Otherwise known as 'your people', or 'your team', or sometimes simply as 'our team' depending upon how heirarchical your approach is. Setting aside the issue of how technology teams and heirarchies arrange themselves (another post another day) the thing that interests me is to what degree managers, circumstances or staff conspire to 'educate' managers to be better managers. Or to what degree they don't. And whether it is possible to improve the chance of that education happening, and the quality of the outcome.
I think we can start from the premise that while many managers are 'born to lead' most of us have had to learn 'along the way'. We learn (those 'qualities of a good manager' ) from our peers and through formal training. What interests me (and its usually only the non-obvious that interests me) is to what extent we (managers) learn from the people we are supposed to 'lead' or 'manage' and (as a slight detour) to what degree we use referential experience (that's to say 'borrow' from our experience outside our work life) and how well that works.
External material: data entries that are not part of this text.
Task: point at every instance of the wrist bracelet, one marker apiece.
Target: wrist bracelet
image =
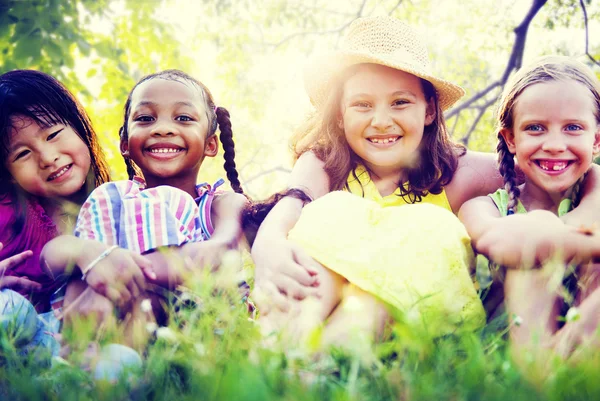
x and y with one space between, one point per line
94 262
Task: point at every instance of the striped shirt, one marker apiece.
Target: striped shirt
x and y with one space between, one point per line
127 214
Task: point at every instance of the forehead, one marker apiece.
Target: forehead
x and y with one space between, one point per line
371 77
559 97
23 127
167 91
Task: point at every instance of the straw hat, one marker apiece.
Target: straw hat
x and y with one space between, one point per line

Talking about learning from your own people also makes wonder about the ways that might occur, whether its through people 'telling us directly' or 'leading by example' or though 'telling stories' that illuminate things for us even though the connection is 'not immediately obvious', or simply by things that they do (or refuse to do). It seems, as you consider the channels by which this learning might occur that you could increase the likelihood of it occurring (which is something I wasn't convinced of when I started this train of thought). Of course any of this requires that you are already 'sensitive' enough as a manager to notice when your staff defy you or shout at you, and humble enough to take it as a 'enlightenment opportunity' rather than a declaration of war.
I think I'll let this concept sit for a while and see what grows out of it, and thank my colleague for the perfect enlightenment moment out of which this concept grew.